In 2013-14, HDFC Life and ICICI Pru Life were in the second and third position for claims rejection (no. of policies) of 4.70% and 4.98%, respectively; the claims rejection (benefit amount) was 9% and 12.73%, respectively. For 2014-15, ICICI Pru Life has fallen to sixth position (5.42%), while HDFC Life (7.24%) ranks at 11th place. Both fare even worse with claims rejection (benefit amount) at 17.25% and 21.13%, respectively. This is a high number compared with other insurers in the same range for the number of policies rejection ratio. It certainly helps LIC keep it top position secure.
As far as fraudulent claims are concerned, the insurer has every right to repudiate the claim. It will be interesting to see the impact on the claim settlement on Section 45 of the Insurance (Amendment) Act which says that a life insurance policy cannot be rejected after three years of being issued. Fraudulent claims for which policy has completed three years will be difficult to reject by insurer. It surely has life insurers worried, but it will help to improve the claims settlement ratio and lower the claims rejection ratio.
Check out for key ratios of claims settlement, repudiation and pending cases before buying insurance. These ratios have to be looked at from the viewpoint that life insurance companies which were started recently are bound to have lower settlement and higher pending claims. Any death claim that happens within three years of policy issuance gets scrutinised for its veracity. It can take time for claim settlement and there is even a possibility of claim repudiation. The longer an insurance company has been in existence, its ratios would start looking favourable.

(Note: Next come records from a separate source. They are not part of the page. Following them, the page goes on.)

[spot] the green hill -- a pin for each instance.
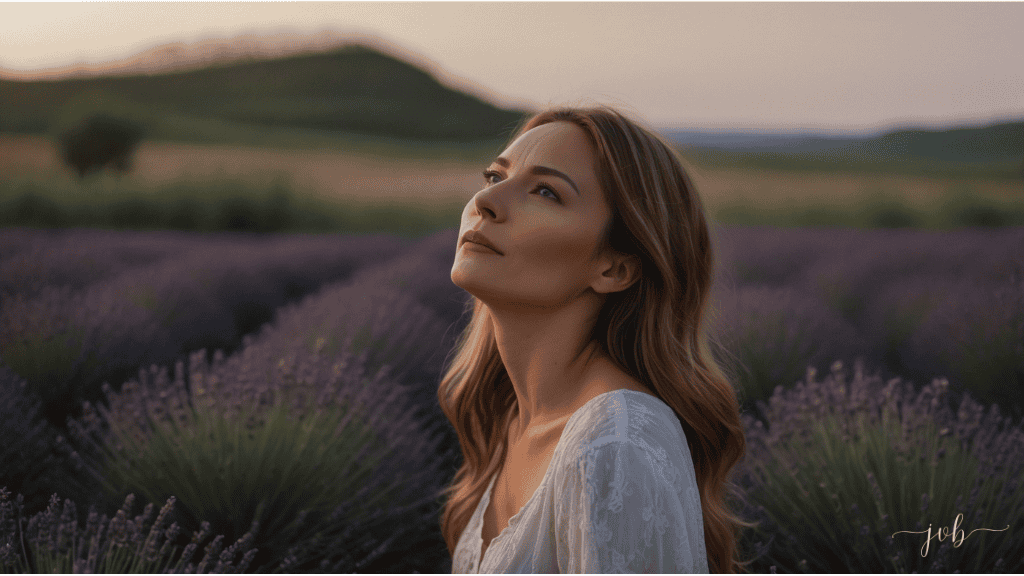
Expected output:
(354, 90)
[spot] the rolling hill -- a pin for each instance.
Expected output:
(353, 89)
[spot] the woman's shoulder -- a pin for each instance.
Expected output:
(623, 414)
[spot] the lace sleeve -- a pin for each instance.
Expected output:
(632, 510)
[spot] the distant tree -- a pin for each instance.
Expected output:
(98, 141)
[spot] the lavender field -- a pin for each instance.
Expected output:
(279, 394)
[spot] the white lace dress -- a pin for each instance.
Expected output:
(619, 496)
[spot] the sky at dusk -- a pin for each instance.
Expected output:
(794, 67)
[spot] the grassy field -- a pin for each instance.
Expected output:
(407, 177)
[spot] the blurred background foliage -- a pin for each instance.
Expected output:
(356, 103)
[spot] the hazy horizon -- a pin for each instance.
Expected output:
(850, 69)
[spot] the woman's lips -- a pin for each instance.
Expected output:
(478, 248)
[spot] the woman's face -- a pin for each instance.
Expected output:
(543, 208)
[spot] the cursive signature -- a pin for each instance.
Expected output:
(942, 533)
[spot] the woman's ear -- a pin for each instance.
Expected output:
(621, 271)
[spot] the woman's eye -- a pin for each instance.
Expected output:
(553, 195)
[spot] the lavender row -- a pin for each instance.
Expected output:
(369, 342)
(32, 259)
(66, 342)
(840, 466)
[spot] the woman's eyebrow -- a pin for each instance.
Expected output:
(541, 170)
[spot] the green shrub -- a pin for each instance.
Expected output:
(842, 471)
(286, 474)
(53, 542)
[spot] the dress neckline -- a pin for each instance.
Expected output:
(540, 487)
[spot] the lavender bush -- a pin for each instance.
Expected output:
(976, 335)
(32, 459)
(841, 466)
(774, 333)
(78, 257)
(66, 343)
(349, 338)
(53, 542)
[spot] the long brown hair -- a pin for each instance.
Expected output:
(654, 331)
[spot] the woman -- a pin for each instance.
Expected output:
(597, 430)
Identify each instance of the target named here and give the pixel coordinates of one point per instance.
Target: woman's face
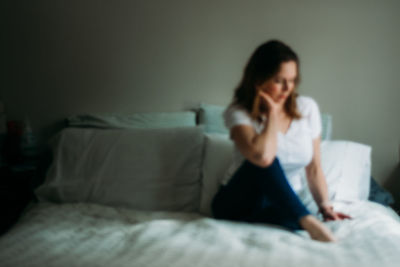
(281, 85)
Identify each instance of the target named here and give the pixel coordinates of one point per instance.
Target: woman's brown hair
(264, 63)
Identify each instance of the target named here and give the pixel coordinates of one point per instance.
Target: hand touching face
(281, 85)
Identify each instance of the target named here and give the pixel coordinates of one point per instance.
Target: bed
(135, 191)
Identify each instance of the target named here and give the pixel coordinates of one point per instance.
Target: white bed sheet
(94, 235)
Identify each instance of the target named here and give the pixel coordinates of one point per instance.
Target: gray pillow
(136, 120)
(147, 169)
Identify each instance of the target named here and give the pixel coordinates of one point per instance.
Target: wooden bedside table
(16, 192)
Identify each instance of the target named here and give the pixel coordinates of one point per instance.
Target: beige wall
(126, 56)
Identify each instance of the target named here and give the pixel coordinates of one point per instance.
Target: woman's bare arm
(259, 149)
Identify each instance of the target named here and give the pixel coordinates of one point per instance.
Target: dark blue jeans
(259, 195)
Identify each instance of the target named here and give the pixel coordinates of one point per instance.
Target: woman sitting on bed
(276, 134)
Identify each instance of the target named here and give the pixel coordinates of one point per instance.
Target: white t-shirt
(295, 147)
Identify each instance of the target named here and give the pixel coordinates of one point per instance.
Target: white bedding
(94, 235)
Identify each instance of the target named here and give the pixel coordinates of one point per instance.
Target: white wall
(80, 56)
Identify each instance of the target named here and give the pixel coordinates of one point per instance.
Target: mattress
(93, 235)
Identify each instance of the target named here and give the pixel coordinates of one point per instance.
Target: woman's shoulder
(306, 104)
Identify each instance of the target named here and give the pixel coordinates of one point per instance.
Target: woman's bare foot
(316, 229)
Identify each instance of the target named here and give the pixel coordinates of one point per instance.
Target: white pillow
(148, 169)
(346, 165)
(354, 161)
(217, 159)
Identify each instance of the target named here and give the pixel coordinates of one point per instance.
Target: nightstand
(16, 192)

An insurance company’s inefficiencies, or poor underwriting practices, can be a reason for high repudiation ratios. It can also be due to incorrect or hidden details in policy forms filled by a policyholder with or without abetment of an agent. It is imperative that the policyholder fills up the policy form completely and in good faith without the agent filling any policyholder’s personal data.
The ‘claims settlement ratio’ is the number of claims rejected with respect to claims received. The ‘claims repudiated ratio’ is the number of claims refused with respect to claims received. The ‘claims pending ratio’ is the number of claims pending (not settled, nor rejected) with respect to claims received.